Russian opposition leader seeks Putin travel ban
Russian opposition leader Boris Nemtsov urged the West on Monday to impose a travel ban on Prime Minister Vladimir Putin and his government allies for what he termed a crackdown on all forms of dissent.
Nemtsov said the so-called "black list" should include not only Russia's de facto leader but also his cohorts and stay in effect until the country's small opposition was allowed to gather and speak through the media.
Russia's former first deputy prime minister said the restrictions should include "a ban on these citizens's entry into the European Union and North America, and (include) an arrest of their assets abroad".
He added that the same restrictions should also apply to the Russian government members' relatives.
"I think that these measure will lead to democratization," Nemtsov told reporters two days after his release from jail.
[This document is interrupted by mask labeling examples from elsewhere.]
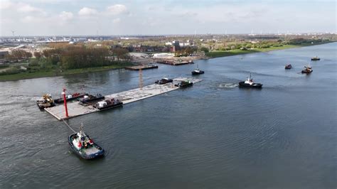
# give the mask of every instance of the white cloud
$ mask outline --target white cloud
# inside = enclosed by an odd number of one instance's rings
[[[73,19],[74,15],[72,12],[62,11],[59,16],[63,21],[68,21]]]
[[[80,10],[80,11],[78,11],[78,15],[85,16],[93,16],[97,14],[97,11],[94,9],[90,9],[87,7],[83,7],[82,8],[82,9]]]
[[[17,8],[16,10],[21,13],[43,12],[41,9],[32,6],[29,4],[18,4],[16,6]]]
[[[119,22],[121,22],[121,18],[114,18],[114,19],[112,20],[112,23],[118,23]]]
[[[9,1],[0,1],[0,9],[10,9],[11,7],[13,6],[13,3],[11,3]]]
[[[107,13],[109,14],[120,14],[123,13],[127,13],[127,6],[122,4],[115,4],[107,8]]]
The 51-year-old Nemtsov was among 130 people detained in Moscow and Saint Petersburg on December 31 -- the date of traditional end-of-month rallies in which Russians assert their constitutional right to gather in public places.
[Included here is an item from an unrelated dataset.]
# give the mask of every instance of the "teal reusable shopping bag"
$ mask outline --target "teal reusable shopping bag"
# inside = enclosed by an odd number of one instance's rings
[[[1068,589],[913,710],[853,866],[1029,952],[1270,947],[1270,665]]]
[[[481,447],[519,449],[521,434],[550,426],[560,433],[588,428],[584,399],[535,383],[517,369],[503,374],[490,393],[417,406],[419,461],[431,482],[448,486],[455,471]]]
The Moscow demonstration was sanctioned but still resulted in dozens of arrests that saw the police move against those trying to extend the rally beyond the small space assigned to them on a central Moscow square.
The day of his release was marked by a Russian lawmaker's request that the prosecutor's office probe whether Nemtsov -- seen as one of Russia's most liberal politicians -- was being funded by the West.
Nemtsov laughed off all such suggestions Monday but lamented that Russia was drifting in the wrong direction despite President Dmitry Medvedev's repeated promises at broad judicial and political reforms.
He called Medvedev a "weak man" who plays second fiddle to Putin on all decisions concerning the state.
"Medvedev is a colleague of Putin's who only has a consultative voice," Nemtsov said.